Rasinger: 1.251 Selbstmorde sind zu viel - dreimal so viele Menschen sterben an Selbstmord als im Straßenverkehr

ÖVP-Gesundheitssprecher zum morgigen Weltsuizidpräventionstag - Bewusstsein für selbstmordgefährdete Menschen schaffen

Wien (OTS) - 1.251 Personen haben sich laut Statistik Austria 2015 selbst getötet. Das bedeutet, dass in Österreich etwa dreimal so viele Menschen an Selbstmord sterben als im Straßenverkehr. Das ist unter anderem darauf zurückzuführen, dass es im Bereich der Verkehrsprävention seit Jahren gezielte Maßnahmen gibt – im Gesundheitsbereich bei den Suizidgefährdeten besteht allerdings noch mehr Handlungsbedarf.

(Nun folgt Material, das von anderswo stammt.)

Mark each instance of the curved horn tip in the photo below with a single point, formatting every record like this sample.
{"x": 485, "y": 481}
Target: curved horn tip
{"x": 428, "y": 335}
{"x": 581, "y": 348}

Suizid ist nach wie vor ein Tabuthema, aber trotzdem ein großes Problem. Das stellte heute, Freitag, ÖVP-Gesundheitssprecher Abg. Dr. Erwin Rasinger anlässlich des morgigen Weltsuizidpräventionstages 2016 fest. Der 10. September wurde von der Weltgesundheitsorganisation (WHO) zum Welttag der Suizidprävention ernannt. Damit soll der Gesellschaft nahe gebracht werden, dass sich viele Menschen das Leben nehmen.

Die Dunkelziffer ist sogar höher, denn nicht jeder Suizid wird als solcher registriert. Internationale Studien gehen davon aus, dass Suizidversuche die Zahl der tatsächlich durch Selbstmord verstorbenen Personen um das Zehn- bis 30-fache übertreffen. Demnach kann in Österreich von etwa 12.500 bis 37.500 Suizidversuchen pro Jahr ausgegangen werden. "Das ist untragbar", so Rasinger.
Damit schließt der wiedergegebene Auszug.